FIG. 1 is an isometric view of the cartridge 20 of the preferred embodiment. Cartridge 20 is designed to separate nucleic acids from a fluid sample and is designed to retain nucleic acids for amplification and detection. The cartridge 20 has a body with a top piece 22, a center piece 24 and a bottom piece 26. An inlet for introducing a fluid sample into the cartridge is formed in the top piece 22 and is closed by a cap 30. Also, six pressure ports 32 are formed in the top piece 22. The pressure port 32 is for receiving a nozzle from a pressure source such as a pump or vacuum. The cartridge also has alignment feet 28 extending from the bottom piece 26 for positioning of the cartridge 20 in the device (described below in FIG. 10). Recesses or recesses 38A, 38B, 38C are formed in the top piece 22 and the center piece 22. The recess is provided for accommodating an optical sensor for detecting the flow of the fluid in the cartridge 20. The cartridge 20 further has vents 34 and 36. Each pressure port and each vent preferably has a hydrophobic thin film that allows gas to pass through but does not allow liquid to enter and exit the vent and pressure port. Thin films of modified acrylic resin copolymers are commercially available, for example, from Germanic Science Inc. I have.
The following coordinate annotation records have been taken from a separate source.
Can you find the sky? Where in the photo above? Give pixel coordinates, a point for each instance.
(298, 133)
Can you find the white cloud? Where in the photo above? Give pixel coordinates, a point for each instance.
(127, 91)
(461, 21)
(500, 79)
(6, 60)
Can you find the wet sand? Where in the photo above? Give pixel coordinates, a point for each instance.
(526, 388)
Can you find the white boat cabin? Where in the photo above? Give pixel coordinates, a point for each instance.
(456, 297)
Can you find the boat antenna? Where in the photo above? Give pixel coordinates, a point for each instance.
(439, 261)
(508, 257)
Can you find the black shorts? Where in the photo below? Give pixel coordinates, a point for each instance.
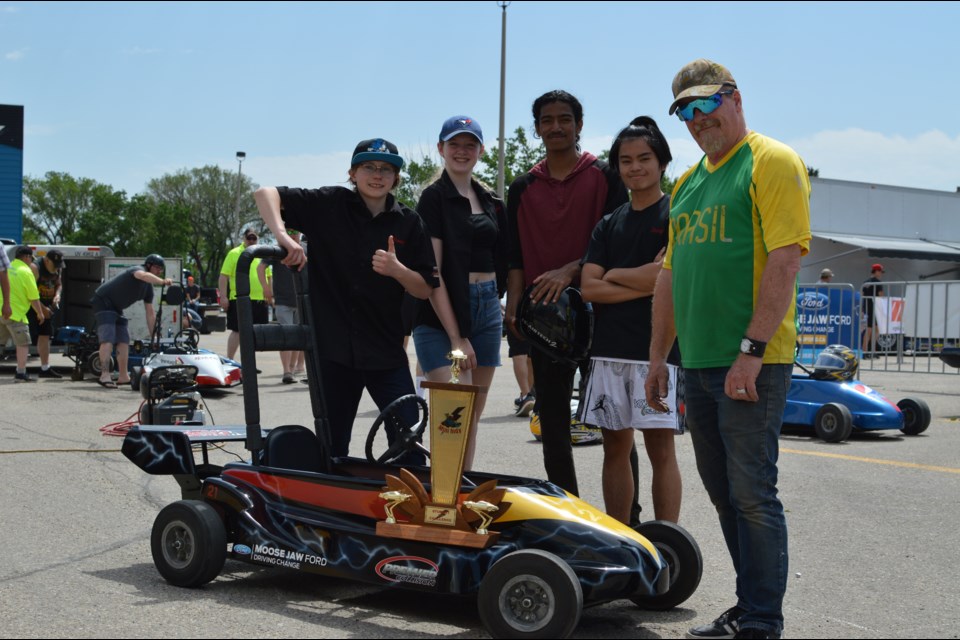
(37, 329)
(261, 314)
(516, 346)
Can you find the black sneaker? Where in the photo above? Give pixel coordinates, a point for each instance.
(725, 626)
(526, 406)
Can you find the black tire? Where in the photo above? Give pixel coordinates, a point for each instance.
(916, 416)
(95, 367)
(833, 422)
(530, 594)
(189, 543)
(408, 437)
(682, 555)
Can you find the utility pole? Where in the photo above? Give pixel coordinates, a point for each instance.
(503, 4)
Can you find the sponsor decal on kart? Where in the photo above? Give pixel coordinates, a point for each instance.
(409, 569)
(283, 557)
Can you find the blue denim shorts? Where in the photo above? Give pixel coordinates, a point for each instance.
(433, 345)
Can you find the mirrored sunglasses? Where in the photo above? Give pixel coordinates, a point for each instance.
(705, 106)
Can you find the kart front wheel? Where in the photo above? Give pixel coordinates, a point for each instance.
(916, 416)
(189, 543)
(833, 422)
(684, 560)
(530, 594)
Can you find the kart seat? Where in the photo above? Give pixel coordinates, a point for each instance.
(292, 447)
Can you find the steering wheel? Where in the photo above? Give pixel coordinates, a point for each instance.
(407, 436)
(187, 339)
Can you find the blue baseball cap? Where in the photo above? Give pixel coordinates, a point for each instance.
(377, 149)
(461, 124)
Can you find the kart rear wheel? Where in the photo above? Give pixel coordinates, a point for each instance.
(407, 437)
(916, 416)
(530, 594)
(682, 555)
(833, 422)
(189, 543)
(95, 367)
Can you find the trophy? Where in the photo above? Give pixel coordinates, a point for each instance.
(439, 516)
Referring again to FIG. 5, pressurization of the lysis chamber 86 is important because it ensures a secure and effective connection between the transducer 92 and the flexible wall 63 of the lysis chamber 86. To disrupt the cells or c i Luz dissolution chamber 86, the transducer 92 (which is set to That vibratory motion) that is being operated. The flexible wall 63 of the lysis chamber 86 transmits the vibration of the transducer 92 to the liquid in the chamber 86 with a slight deflection without creating high pressure in the wall. As described above, the wall 63 is formed by an elastomer film. Alternatively, the wall is preferably film or sheet of polymer over material thickness in the range of 0.025～0.1Mm (e.g. prepro Hoon Renmaku). Transducer 92 is preferably an ultrasonic horn for sonicating chamber 86. The chamber 86 is preferably sonicated at a frequency in the range of 20-60 kHz for 10-40 seconds. In the exemplary protocol, the chamber is sonicated for 15 seconds at a frequency of 47 kHz. The horn tip amplitude is preferably in the range of 20-25 μm (measured between peaks).